Father Goertz celebrated Mass Jan. 27 in the parish where St. Oscar Romero celebrated his first Mass as a priest in 1942. Originally named for St. Peter, the church was renamed for St. Oscar Romero on March 24, 2018. The group also visited the Divina Providencia Hospital and saw the spot where he died during Mass. Today, the house where the saint lived is a museum.

“We were privileged and delighted to have Cardinal Gregorio Chavez as our tour guide, who was a personal friend of St. Oscar Romero,” said Father Goertz. “To hear his own reflections was a very special dimension of that visit.”

(From left) Bishop Mark E. Brennan, auxiliary Bishop Emilio Menjivar-Ayala, and Cardinal Gregorio Rosa Chavez celebrate Mass at the place where St. Oscar Romero was killed. (Photo/Geoffrey Ros)

“The trip to El Salvador was also a pilgrimage,” Villar explained. “In the three days we were there, we walked and lived the life of St. Oscar Romero, beginning with his tomb beneath the Metropolitan Cathedral of El Salvador, ending in Ciudad Barrios, the little town where he was born.”

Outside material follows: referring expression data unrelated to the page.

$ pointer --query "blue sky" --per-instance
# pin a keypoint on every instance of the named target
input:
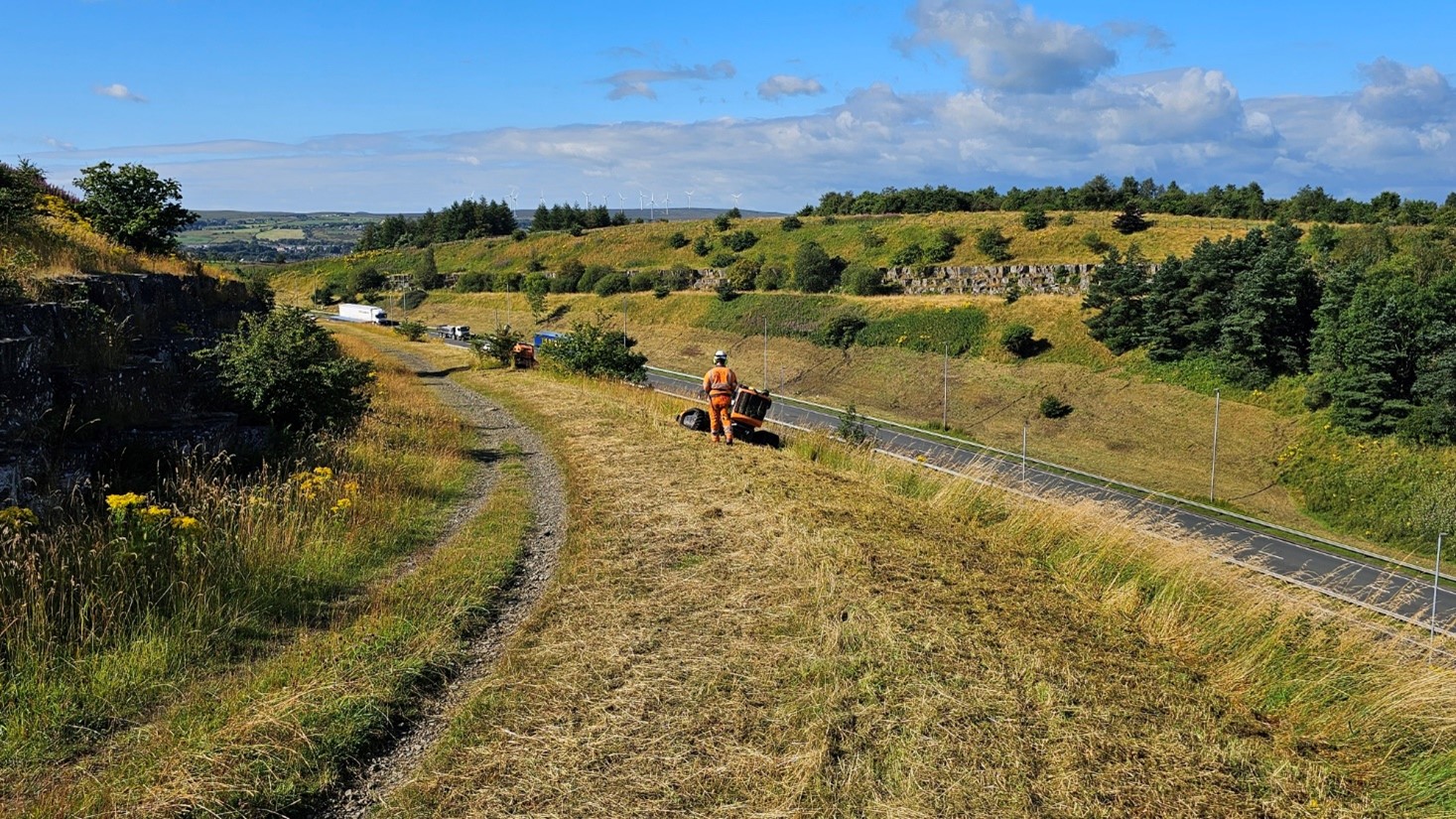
(398, 106)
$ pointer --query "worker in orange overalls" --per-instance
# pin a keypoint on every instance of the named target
(721, 383)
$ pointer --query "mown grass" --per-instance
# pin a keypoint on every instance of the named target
(813, 631)
(322, 650)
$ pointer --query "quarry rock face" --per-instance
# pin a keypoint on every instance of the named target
(100, 370)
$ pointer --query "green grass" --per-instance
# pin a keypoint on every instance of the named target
(259, 700)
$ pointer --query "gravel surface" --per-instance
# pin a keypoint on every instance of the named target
(379, 775)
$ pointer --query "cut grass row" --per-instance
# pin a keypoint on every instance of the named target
(814, 631)
(262, 713)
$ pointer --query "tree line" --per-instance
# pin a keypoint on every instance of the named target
(1372, 323)
(1226, 202)
(466, 218)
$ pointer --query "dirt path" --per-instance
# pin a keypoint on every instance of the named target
(494, 426)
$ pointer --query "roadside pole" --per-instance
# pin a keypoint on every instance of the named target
(1025, 424)
(945, 389)
(1213, 471)
(1436, 588)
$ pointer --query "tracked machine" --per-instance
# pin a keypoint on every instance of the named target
(747, 413)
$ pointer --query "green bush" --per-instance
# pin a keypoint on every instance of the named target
(411, 330)
(1019, 340)
(993, 243)
(472, 282)
(1053, 407)
(862, 280)
(610, 284)
(284, 369)
(841, 331)
(739, 240)
(590, 348)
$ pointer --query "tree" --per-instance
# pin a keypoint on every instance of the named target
(536, 286)
(21, 187)
(1130, 220)
(993, 243)
(133, 205)
(427, 274)
(1117, 289)
(287, 370)
(813, 268)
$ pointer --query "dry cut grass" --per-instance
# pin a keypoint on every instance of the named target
(807, 632)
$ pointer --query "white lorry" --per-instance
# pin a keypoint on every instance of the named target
(367, 314)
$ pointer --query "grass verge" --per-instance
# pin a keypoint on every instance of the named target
(265, 716)
(811, 631)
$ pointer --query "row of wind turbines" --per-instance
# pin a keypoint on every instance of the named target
(647, 202)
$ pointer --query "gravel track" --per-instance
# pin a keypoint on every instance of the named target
(377, 777)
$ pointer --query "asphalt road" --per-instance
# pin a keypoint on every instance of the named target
(1352, 579)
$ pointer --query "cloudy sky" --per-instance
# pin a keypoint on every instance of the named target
(386, 105)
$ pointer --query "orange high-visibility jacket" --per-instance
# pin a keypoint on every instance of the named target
(720, 380)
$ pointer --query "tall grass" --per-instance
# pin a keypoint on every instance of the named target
(102, 611)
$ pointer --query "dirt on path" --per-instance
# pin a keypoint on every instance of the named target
(379, 775)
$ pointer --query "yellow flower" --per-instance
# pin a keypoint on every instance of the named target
(122, 503)
(18, 517)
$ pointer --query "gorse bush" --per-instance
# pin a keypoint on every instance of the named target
(287, 370)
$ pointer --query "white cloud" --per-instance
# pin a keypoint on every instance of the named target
(118, 90)
(1007, 49)
(638, 81)
(779, 86)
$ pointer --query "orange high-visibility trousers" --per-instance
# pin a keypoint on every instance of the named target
(720, 416)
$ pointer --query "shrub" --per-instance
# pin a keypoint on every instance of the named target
(862, 280)
(496, 344)
(610, 284)
(1019, 340)
(473, 282)
(1053, 407)
(1094, 242)
(909, 255)
(411, 330)
(770, 277)
(739, 240)
(593, 350)
(841, 331)
(993, 243)
(284, 369)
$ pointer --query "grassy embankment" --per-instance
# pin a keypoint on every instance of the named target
(287, 643)
(870, 239)
(814, 631)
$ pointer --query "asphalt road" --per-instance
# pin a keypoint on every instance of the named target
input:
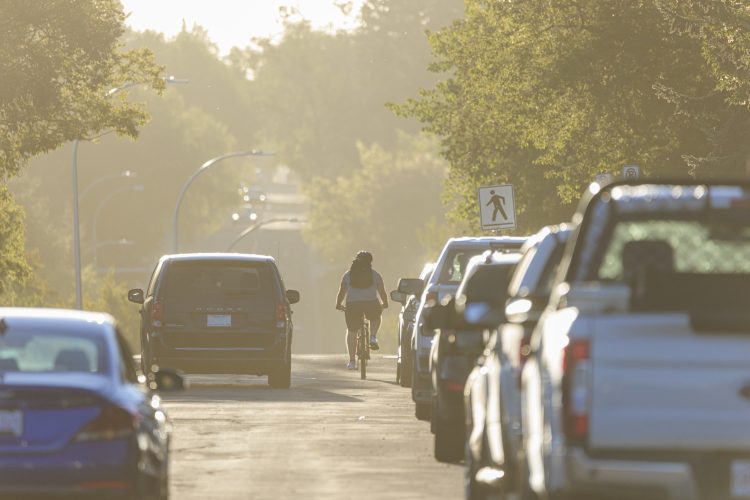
(331, 436)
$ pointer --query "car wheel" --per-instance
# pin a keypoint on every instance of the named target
(406, 366)
(422, 411)
(525, 492)
(146, 362)
(472, 489)
(449, 440)
(280, 376)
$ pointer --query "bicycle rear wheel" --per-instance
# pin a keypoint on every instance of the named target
(364, 351)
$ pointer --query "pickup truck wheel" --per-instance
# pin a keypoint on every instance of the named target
(525, 491)
(406, 365)
(422, 411)
(472, 489)
(449, 441)
(280, 376)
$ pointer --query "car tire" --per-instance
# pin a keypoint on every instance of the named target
(146, 362)
(423, 411)
(280, 376)
(449, 440)
(472, 489)
(406, 366)
(524, 489)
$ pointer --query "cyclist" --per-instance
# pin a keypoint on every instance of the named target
(361, 285)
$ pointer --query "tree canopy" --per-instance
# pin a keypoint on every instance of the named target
(548, 94)
(59, 59)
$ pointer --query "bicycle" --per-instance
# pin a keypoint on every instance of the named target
(363, 348)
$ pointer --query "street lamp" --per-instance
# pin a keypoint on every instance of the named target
(210, 163)
(257, 226)
(139, 188)
(120, 242)
(125, 174)
(76, 227)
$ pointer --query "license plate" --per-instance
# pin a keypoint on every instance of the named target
(741, 478)
(222, 320)
(11, 422)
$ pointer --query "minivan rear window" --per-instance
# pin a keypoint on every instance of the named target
(216, 279)
(455, 264)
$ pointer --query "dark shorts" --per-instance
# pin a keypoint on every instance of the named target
(357, 311)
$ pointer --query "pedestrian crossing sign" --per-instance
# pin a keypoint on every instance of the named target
(497, 209)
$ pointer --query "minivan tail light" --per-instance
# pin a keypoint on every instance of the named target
(157, 313)
(524, 351)
(576, 390)
(280, 316)
(112, 423)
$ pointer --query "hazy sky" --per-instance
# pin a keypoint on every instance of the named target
(233, 22)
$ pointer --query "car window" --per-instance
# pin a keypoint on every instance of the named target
(489, 283)
(679, 246)
(455, 265)
(197, 280)
(152, 282)
(127, 366)
(49, 351)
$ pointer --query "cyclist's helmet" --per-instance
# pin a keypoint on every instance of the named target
(365, 256)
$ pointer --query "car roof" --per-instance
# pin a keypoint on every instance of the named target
(214, 256)
(472, 241)
(494, 258)
(60, 319)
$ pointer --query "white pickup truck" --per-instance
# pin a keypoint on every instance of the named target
(638, 383)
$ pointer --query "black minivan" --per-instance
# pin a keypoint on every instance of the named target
(218, 313)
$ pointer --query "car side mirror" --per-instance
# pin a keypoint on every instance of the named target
(411, 286)
(136, 295)
(167, 380)
(292, 296)
(445, 316)
(483, 315)
(399, 297)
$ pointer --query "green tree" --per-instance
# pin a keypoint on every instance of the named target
(546, 95)
(59, 59)
(722, 111)
(318, 94)
(385, 207)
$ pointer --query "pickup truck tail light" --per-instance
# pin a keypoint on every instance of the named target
(280, 316)
(157, 313)
(576, 390)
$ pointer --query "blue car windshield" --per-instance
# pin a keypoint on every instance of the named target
(35, 351)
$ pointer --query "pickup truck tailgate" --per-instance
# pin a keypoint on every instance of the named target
(659, 385)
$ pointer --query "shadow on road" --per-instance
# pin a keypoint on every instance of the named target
(259, 393)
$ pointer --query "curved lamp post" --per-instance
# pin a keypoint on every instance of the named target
(110, 243)
(257, 226)
(76, 228)
(210, 163)
(139, 188)
(125, 174)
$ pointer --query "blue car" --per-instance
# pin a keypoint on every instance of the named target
(75, 418)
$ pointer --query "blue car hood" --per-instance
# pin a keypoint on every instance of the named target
(94, 382)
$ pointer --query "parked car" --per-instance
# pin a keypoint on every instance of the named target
(218, 313)
(448, 273)
(408, 294)
(75, 418)
(459, 340)
(492, 393)
(638, 379)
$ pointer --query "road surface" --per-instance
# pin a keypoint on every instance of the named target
(331, 436)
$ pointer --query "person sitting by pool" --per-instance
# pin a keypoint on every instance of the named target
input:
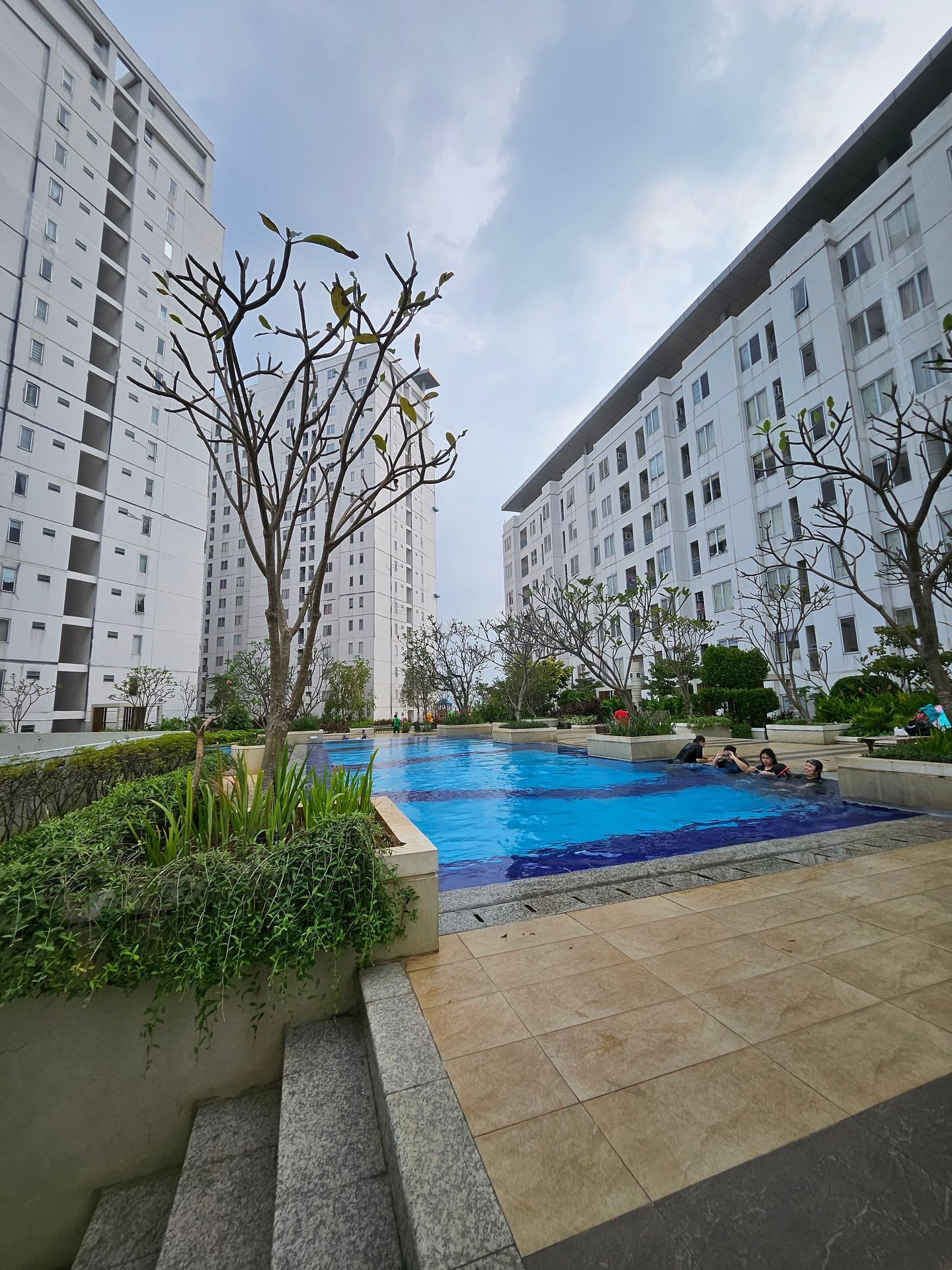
(729, 761)
(692, 753)
(770, 765)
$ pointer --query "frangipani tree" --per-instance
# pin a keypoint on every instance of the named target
(278, 474)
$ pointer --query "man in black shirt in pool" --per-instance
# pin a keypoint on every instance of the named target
(692, 753)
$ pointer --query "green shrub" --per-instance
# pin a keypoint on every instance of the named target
(33, 789)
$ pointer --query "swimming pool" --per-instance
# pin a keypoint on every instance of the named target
(498, 813)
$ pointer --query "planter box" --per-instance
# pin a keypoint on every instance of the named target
(634, 749)
(465, 730)
(526, 736)
(808, 733)
(896, 783)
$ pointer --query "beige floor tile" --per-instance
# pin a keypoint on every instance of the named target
(634, 912)
(785, 1001)
(725, 962)
(522, 935)
(725, 893)
(451, 949)
(865, 1057)
(550, 962)
(673, 933)
(822, 937)
(477, 1023)
(695, 1123)
(932, 1003)
(622, 1049)
(507, 1083)
(760, 915)
(909, 913)
(892, 967)
(556, 1176)
(579, 999)
(454, 982)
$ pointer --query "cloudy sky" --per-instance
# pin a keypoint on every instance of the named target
(584, 167)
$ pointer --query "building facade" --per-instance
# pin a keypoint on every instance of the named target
(104, 181)
(379, 585)
(841, 296)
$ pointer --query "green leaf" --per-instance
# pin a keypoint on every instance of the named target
(332, 244)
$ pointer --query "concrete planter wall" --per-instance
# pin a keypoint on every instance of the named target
(808, 733)
(80, 1109)
(896, 783)
(634, 749)
(465, 730)
(526, 736)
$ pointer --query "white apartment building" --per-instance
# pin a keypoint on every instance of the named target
(840, 296)
(103, 182)
(379, 583)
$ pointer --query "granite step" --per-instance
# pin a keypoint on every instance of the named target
(128, 1224)
(333, 1201)
(223, 1208)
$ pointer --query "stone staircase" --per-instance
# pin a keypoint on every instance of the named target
(290, 1177)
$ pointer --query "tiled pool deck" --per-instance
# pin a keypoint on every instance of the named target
(719, 1076)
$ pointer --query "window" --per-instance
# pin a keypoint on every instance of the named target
(848, 635)
(876, 396)
(903, 224)
(924, 375)
(889, 470)
(756, 408)
(916, 294)
(699, 389)
(717, 541)
(723, 593)
(869, 327)
(750, 353)
(856, 261)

“The stories that were part of this journey helped me to reflect on the challenges we have today as people of faith in this world,” he added.

The synodal spirit

Father Goertz explained that there were many opportunities to socialize and enjoy the company of the people of El Salvador. They visited a community called “22 de abril,” named for the date on which a group of poor families began to build a neighborhood on the site of a former landfill in 1972. A young man named Juan David spoke about his life in El Salvador, including the reasons he decided to stay in the country and not flee.

“One of the themes that’s come out of the synod is how important it is to accompany one another,” said Father Goertz. “This was a wonderful way to equip us to be able to do that. We have a sense of the path they walked, and the path they are walking, and we can be with them along the way.”

“My interactions with the people of El Salvador were a learning experience,” said Villar.

In his role, he added, it is important to have experience with many diverse cultures. “Although different Hispanic cultures have many things in common, there are also many differences,” he said.

Father Goertz noted that the greatest of example of walking with each other can be found in the ministry of Jesus. “The Lord spent 30 years on the planet just being with us before he began to teach,” said Father Goertz. “So, let’s spend time together and develop a relationship, before we begin our ministry.”